COVINGTON, Ky. — Monday marked the end of tax season, and also the end of an era for filing taxes in Northern Kentucky.
What You Need To Know
- Covington is tearing down the old IRS building
- Once the largest employer in the city, the building has set empty since 2019
- The city plans to use the space for the Covington Central Riverfront Project
- The project will include hotels, apartments, restaurants and stores
The sight of a Caterpillar 365 excavator ripping into the old IRS building in Covington may have been cathartic to anyone who’s ever gotten a tax return they weren’t too happy about.
“We so much wanted to sell blows of the sledgehammer to people who wanted to take one out on the IRS. We just couldn’t get that organized,” said Covington Mayor Joseph Meyer with a laugh.
The plan is for the building to be completely demolished by the end of September. For 55 years, the site was home to Covington’s largest employer, with over 4,000 employees at its peak.
Patty Hoffman was one of them. She worked for the government for 30 years. Naturally, she kept a brick from the old building.
On tax days of years past, she’d be at the building working her tail off.
“I just remember everybody had to be on the phones. We have to answer all those questions. ‘Let’s get them done!’” she recalled.
But on tax day this year, she could stand back and watch the start of the building being ripped to shreds.
“It was neat,” she said. “I’ve never been this close to a building being torn down before. But being that I’ve been in the building, that makes it a little bit more unique.”
Sixty years ago this August, 161 homes were torn down to make way for the 23 acre site. In fall 2019, the IRS building closed, a victim of the trend toward electronic tax filings.

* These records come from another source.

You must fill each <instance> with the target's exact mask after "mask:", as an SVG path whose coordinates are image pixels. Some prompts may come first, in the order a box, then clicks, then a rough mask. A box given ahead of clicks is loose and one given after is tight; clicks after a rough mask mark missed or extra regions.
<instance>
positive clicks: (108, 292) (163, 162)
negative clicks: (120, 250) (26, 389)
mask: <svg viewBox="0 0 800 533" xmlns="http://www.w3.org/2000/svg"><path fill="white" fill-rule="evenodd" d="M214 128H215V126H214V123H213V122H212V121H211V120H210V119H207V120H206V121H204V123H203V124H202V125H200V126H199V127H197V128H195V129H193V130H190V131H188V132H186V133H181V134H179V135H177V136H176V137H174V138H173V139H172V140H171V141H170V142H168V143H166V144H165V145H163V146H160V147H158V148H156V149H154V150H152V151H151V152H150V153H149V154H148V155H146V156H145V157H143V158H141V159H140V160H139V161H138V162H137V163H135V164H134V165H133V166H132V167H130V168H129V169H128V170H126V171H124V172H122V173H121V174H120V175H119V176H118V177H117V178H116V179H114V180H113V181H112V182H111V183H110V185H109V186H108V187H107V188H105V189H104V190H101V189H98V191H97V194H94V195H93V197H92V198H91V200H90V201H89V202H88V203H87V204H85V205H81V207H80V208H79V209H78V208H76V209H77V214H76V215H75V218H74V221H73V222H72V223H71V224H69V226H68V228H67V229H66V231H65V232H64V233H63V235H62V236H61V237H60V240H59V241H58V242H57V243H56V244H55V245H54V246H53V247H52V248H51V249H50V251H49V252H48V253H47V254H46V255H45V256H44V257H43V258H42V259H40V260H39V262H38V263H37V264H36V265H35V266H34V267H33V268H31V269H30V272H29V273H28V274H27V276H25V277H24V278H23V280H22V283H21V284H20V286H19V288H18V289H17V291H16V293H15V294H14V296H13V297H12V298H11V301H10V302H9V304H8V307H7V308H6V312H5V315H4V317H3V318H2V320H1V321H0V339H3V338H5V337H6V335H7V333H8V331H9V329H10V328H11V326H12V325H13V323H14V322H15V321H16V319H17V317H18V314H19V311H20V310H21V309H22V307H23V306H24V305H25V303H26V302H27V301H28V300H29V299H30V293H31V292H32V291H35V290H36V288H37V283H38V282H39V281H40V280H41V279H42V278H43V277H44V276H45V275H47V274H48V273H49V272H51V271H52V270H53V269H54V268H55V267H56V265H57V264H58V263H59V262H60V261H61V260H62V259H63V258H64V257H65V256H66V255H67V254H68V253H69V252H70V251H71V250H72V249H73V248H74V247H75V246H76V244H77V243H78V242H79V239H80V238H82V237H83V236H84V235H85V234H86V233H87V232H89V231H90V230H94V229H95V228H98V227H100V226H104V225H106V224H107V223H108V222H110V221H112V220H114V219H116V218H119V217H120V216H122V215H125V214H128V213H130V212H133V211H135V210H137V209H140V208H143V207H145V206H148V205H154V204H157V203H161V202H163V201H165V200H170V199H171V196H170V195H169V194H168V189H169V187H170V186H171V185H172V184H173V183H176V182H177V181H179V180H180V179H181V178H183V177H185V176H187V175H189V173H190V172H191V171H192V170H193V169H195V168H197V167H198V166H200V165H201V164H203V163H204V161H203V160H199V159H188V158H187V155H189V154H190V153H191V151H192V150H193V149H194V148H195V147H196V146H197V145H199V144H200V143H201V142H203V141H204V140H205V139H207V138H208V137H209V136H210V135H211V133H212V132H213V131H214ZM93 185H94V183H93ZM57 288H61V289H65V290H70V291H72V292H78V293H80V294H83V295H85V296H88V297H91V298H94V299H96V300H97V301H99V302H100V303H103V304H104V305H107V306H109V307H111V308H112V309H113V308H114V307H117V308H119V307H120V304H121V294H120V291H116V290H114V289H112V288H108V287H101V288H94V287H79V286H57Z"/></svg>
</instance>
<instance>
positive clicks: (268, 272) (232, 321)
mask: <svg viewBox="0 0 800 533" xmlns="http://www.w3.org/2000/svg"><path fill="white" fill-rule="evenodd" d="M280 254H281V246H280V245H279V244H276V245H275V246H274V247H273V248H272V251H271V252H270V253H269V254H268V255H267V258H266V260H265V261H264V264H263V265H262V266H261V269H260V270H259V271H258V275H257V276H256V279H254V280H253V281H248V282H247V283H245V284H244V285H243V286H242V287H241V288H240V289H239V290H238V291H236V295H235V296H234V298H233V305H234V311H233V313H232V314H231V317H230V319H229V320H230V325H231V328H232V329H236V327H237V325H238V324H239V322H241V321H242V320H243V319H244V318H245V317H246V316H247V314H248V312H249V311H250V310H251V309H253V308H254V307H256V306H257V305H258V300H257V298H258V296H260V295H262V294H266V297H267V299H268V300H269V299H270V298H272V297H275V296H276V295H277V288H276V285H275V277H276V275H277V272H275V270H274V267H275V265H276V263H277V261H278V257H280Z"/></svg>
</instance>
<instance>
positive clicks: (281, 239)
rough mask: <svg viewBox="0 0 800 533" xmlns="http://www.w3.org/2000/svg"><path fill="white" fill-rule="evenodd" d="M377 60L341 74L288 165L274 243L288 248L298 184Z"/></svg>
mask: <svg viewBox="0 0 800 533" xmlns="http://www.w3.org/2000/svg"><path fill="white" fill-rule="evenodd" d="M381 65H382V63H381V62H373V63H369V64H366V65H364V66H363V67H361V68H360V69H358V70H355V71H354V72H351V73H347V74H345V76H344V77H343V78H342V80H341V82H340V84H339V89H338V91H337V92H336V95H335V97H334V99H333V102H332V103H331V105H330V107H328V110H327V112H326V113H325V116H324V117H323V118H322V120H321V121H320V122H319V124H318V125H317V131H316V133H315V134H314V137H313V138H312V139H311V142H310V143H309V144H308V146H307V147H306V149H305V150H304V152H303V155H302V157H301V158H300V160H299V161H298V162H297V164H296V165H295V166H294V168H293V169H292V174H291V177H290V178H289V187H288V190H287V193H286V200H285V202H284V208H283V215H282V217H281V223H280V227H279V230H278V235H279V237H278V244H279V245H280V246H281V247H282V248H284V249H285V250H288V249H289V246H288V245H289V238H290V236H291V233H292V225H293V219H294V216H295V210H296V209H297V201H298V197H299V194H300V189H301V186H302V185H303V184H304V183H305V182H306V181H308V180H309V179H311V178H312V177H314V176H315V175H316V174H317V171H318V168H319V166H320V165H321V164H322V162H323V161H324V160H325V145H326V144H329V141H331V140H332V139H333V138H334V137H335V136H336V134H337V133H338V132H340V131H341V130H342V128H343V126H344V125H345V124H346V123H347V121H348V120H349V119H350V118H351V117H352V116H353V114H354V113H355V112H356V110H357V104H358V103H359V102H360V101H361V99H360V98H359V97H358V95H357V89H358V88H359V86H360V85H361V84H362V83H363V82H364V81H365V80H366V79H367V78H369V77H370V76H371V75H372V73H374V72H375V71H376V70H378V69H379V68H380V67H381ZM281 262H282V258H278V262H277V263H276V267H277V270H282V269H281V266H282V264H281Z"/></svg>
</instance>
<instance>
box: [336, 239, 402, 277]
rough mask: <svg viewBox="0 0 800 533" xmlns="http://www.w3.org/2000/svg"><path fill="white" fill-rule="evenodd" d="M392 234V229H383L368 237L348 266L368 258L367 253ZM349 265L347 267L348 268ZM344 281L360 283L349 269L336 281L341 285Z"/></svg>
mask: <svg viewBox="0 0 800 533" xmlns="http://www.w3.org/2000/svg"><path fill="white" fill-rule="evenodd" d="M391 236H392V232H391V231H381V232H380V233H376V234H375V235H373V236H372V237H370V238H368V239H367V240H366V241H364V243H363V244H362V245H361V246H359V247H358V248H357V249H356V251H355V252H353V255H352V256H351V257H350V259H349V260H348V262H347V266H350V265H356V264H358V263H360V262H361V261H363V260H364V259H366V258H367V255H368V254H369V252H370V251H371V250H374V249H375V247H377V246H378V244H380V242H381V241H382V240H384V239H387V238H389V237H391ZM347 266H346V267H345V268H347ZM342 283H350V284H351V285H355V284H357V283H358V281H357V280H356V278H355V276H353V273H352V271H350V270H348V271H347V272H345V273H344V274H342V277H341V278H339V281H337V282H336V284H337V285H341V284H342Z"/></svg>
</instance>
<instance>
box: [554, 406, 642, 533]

“It’s completely disconnected from the rest of the city. And it has been, really, for 50 years,” said Meyer.
That’s about to change, though. Along with kicking off demolition, the city announced the Covington Central Riverfront Project.
The city purchased the complex in 2020 after months of negotiation. It plans to use the space for offices, hotels, apartments, condos, retail, restaurants, parking garages, a public plaza and a park, to name a few of the current ideas.
It also plans to restore the street grid in that area of the city, and possibly expand the Northern Kentucky Convention Center.
“Generations from now, when people talk about Covington, this complex will dominate their impression,” Meyer said. “This site, in many ways, is going to be the heart of Covington. It’s certainly going to be a place of energy.”
Meyer said, in about three years’ time, the current eyesore will be the place people come to do things a lot more fun than filing taxes.
According to the city, the bulk of the site–about 20.5 acres–lies just north of Fourth Street between Madison Avenue to the east and Johnson Street to the west, with the adjacent 2.5-acre parking lot west of Johnson reaching the approach to the Clay Wade Bailey Bridge.
Covington expects to hire a design-engineering team this month or next to draw up plans for a restored street grid and sidewalks, upgraded utilities, and other “horizontal” infrastructure on the 23 acres.
That design will probably be finished in early 2023, with construction on that infrastructure to start soon thereafter and last approximately two years.
The demolition of the one-story structures will be controlled and — given that the buildings contain very little concrete—not a lot of dust will be produced. The asphalt pavement will be torn up last to reduce the mud that will be tracked onto streets. A sweeper on site will clean the entrances and surrounding streets daily.
Items of value have already been removed, including decorative signs and other items wanted by city officials, hundreds of feet of oak railing, boilers, cooling fans and other such items.